Beer culture in soccer stands DL image

For many American soccer fans, one of the greatest joys of the beautiful game is being able to watch from the stands, in spring and summer weather, with a beer in hand. But as it turns out, with the return of international club play, take a look — it’s also a joy that is far from universal. Here’s a look at how beer and soccer go together (or don’t go together) in stadiums around the world.


According to MLS’ resident Francophone, Matthias Van Halst, beer has been sold in Belgian stadiums for the last decade. Before that, there was about a decade-long prohibition on beer sales in stadiums, but now, it’s left up to individual clubs to decide, and most of them opt to allow it. Jupiler, the most popular beer in the nation, sponsors the country’s top-flight league, and has created appropriately soccer-themed commercials.


Beer was banned in Brazil’s soccer stadiums in 2003 over concerns around fan violence, but the ban was lifted to accommodate the 2014 World Cup. Though FIFA officials quoted in this Miami Herald article debated semantics, legislation signed by now-embattled Brazilian president Dilma Rousseff allowed fans to hoist beers in the stands to celebrate goals – even American goals scored 30 seconds into a match. Last fall, Rio’s legislative assembly passed a bill allowing beer to be sold inside stadiums there.


The Premier League returns this weekend – along with the nation’s arguably peculiar rules on beer. Their helpful online guide for those curious about matches in England’s top echelon reminds fans of their caveats. Alcohol is okay in the concourse, but not in your actual seats.  


France isn’t as laissez-faire as you might expect when it comes to sports and alcohol. Ligue 1, the nation’s top-flight league, doesn’t allow alcohol sales explicitly (or alcohol advertising at all) as part of the Evin Law, though individual clubs can get occasional waivers.

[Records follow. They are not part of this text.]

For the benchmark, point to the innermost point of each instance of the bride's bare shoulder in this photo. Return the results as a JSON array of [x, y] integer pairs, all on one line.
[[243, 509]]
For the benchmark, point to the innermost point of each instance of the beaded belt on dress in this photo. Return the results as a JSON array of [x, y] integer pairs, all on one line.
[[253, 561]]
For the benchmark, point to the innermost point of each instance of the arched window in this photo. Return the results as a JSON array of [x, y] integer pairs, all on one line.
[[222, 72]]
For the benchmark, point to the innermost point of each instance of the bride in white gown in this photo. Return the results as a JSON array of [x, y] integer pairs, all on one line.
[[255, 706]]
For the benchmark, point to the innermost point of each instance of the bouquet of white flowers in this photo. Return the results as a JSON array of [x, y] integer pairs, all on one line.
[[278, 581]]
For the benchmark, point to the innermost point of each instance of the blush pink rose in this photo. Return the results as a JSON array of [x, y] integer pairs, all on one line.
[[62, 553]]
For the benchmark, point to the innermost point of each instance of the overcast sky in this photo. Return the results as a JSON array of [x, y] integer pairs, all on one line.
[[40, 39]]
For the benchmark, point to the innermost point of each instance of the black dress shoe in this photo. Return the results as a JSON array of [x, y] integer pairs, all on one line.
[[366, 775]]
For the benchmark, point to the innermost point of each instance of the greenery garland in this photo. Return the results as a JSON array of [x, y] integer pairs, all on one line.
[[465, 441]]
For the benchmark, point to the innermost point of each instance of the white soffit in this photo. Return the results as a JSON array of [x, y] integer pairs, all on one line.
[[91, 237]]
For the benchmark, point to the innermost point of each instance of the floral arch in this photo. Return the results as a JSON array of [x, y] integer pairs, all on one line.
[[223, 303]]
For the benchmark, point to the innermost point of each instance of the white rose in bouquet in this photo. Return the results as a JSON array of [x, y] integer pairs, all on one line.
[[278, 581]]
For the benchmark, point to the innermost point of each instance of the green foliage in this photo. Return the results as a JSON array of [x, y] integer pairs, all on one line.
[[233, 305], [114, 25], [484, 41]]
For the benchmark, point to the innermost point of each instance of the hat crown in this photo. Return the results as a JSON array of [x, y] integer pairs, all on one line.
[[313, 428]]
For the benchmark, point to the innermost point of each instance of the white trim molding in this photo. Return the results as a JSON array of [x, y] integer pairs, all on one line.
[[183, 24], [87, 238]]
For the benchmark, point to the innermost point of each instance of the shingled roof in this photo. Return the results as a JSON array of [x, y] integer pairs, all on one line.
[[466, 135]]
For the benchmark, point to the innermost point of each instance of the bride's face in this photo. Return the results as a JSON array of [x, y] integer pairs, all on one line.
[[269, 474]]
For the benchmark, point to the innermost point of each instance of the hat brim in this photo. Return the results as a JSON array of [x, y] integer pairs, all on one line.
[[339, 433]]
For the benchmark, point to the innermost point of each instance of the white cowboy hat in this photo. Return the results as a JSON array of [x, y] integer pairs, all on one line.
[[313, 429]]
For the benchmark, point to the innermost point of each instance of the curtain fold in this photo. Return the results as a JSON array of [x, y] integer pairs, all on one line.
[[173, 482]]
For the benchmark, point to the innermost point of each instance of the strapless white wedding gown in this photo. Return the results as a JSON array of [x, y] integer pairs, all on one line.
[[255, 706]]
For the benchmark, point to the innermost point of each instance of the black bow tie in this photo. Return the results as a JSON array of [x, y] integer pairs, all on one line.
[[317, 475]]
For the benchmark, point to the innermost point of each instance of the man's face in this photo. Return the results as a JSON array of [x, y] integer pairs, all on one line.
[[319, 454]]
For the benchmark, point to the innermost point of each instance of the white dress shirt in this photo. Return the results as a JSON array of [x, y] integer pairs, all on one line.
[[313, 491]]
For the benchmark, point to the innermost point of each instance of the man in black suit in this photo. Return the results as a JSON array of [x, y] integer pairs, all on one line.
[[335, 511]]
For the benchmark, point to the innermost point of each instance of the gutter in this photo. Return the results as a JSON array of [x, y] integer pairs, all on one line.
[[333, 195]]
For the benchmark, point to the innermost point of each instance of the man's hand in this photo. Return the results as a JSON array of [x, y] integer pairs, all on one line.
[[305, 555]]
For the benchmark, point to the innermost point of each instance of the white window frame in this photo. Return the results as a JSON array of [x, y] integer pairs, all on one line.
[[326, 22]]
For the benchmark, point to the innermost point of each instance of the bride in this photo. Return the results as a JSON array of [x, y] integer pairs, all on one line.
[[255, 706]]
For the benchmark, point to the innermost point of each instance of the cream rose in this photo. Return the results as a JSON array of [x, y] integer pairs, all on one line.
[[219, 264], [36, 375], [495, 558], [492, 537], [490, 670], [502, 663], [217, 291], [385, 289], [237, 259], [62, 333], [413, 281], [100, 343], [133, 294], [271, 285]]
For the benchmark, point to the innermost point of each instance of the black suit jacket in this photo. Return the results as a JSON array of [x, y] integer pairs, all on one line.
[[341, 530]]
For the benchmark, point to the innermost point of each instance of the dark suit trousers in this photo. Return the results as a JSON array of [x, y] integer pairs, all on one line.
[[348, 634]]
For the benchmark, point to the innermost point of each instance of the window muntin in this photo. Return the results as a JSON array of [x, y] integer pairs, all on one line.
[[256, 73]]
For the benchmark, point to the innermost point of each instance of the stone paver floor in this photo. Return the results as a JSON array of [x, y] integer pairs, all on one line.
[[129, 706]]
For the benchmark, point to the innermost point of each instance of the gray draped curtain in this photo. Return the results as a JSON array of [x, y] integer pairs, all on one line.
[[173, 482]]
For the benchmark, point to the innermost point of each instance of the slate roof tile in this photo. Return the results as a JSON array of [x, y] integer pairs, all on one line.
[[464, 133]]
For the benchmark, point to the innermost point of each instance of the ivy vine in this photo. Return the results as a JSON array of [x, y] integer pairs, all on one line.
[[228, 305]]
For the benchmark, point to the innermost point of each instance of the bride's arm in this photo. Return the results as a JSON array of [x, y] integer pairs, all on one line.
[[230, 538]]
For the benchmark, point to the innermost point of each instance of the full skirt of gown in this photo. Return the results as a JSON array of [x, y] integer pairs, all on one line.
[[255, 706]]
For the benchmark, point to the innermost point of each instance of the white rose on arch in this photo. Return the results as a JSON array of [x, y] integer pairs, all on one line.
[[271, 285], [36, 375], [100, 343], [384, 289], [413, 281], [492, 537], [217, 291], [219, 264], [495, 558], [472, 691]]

In fact this past April, to prove that beer “does not create hooligans,” the LFP (French football league) pushed for beer – but not other alcohol — sales at the French League Cup between PSG and Lille. Still, they were rebuffed by the city of St. Denis, where the Stade de France is located. However, that might not be the last we hear of efforts to allow alcohol inside stadiums.


Germany, unsurprisingly, is quite beer-friendly. This Talksport article from 2015, one of many English-penned articles wistfully comparing the German soccer experience to the English one, notes that beer can be drunk from the stands, whereas in England, that hasn’t been the case since the mid-1980s. The league even has an official beer sponsor, Krombacher, with Bavarian brewing company Paulaner appropriately aligning behind Bayern Munich, and other German breweries lending sponsorship support to other Bundesliga teams.


While soccer fans in Italy can drink at games, Serie A stadium web sites make a point of specifying that only beer under 5 percent alcohol can be sold and consumed there.

Kirsten Schlewitz, a Serie A expert and editor and founder of the excellent new Unusual Efforts web site, tells us, “In the Serie A games I've been to, though, no one seems all that concerned with drinking in their seats. They drink outside beforehand, and I saw some stuffing tiny bottles of vodka into their socks before entering. Not all that many seemed to want to buy beer inside the stadium, even though you can.”


This 2014 article contrasting Mexican and English soccer fans from the Matador Network notes that not only are beers sold and allowed inside the stands, but that they often become incorporated in celebrations. (The article also notes that you can have a piping-hot Cup o’ Noodles along with your liter of beer, if you so choose, though that seems like the very thing you wouldn’t want in Estadio Azteca for a noon kickoff.)


Beer-tossing is not just confined to Mexico – an American ex-pat blogger chronicling his life in Panama City noted that the custom is celebrated in Panama, as he witnessed in a 2015 match with CONCACAF rivals Costa Rica. There, beers are not only cheap by American sporting standards ($1.50 per 16 oz. serving), but can be bought a case at a time from vendors in the stands.


If you find yourself in Belgrade for either a Red Star or Partizan game, know that (according to Schlewitz, who's based there) not only do they not sell beer in the stadiums, but bars around both stadiums stop serving two full hours before a match.


If you have visions of toasting Barcelona in the Camp Nou or Real Madrid in the Bernabeu on a future Spanish vacation, know that you’d be doing so with alcohol-free beer in either venue. However, the bars around each iconic stadium do serve fans – as a 2013 Grantland article on attending a Real game noted, fans are often seen “swilling beers that are mockingly called ‘minis,’ because they are (American) football-sized things.”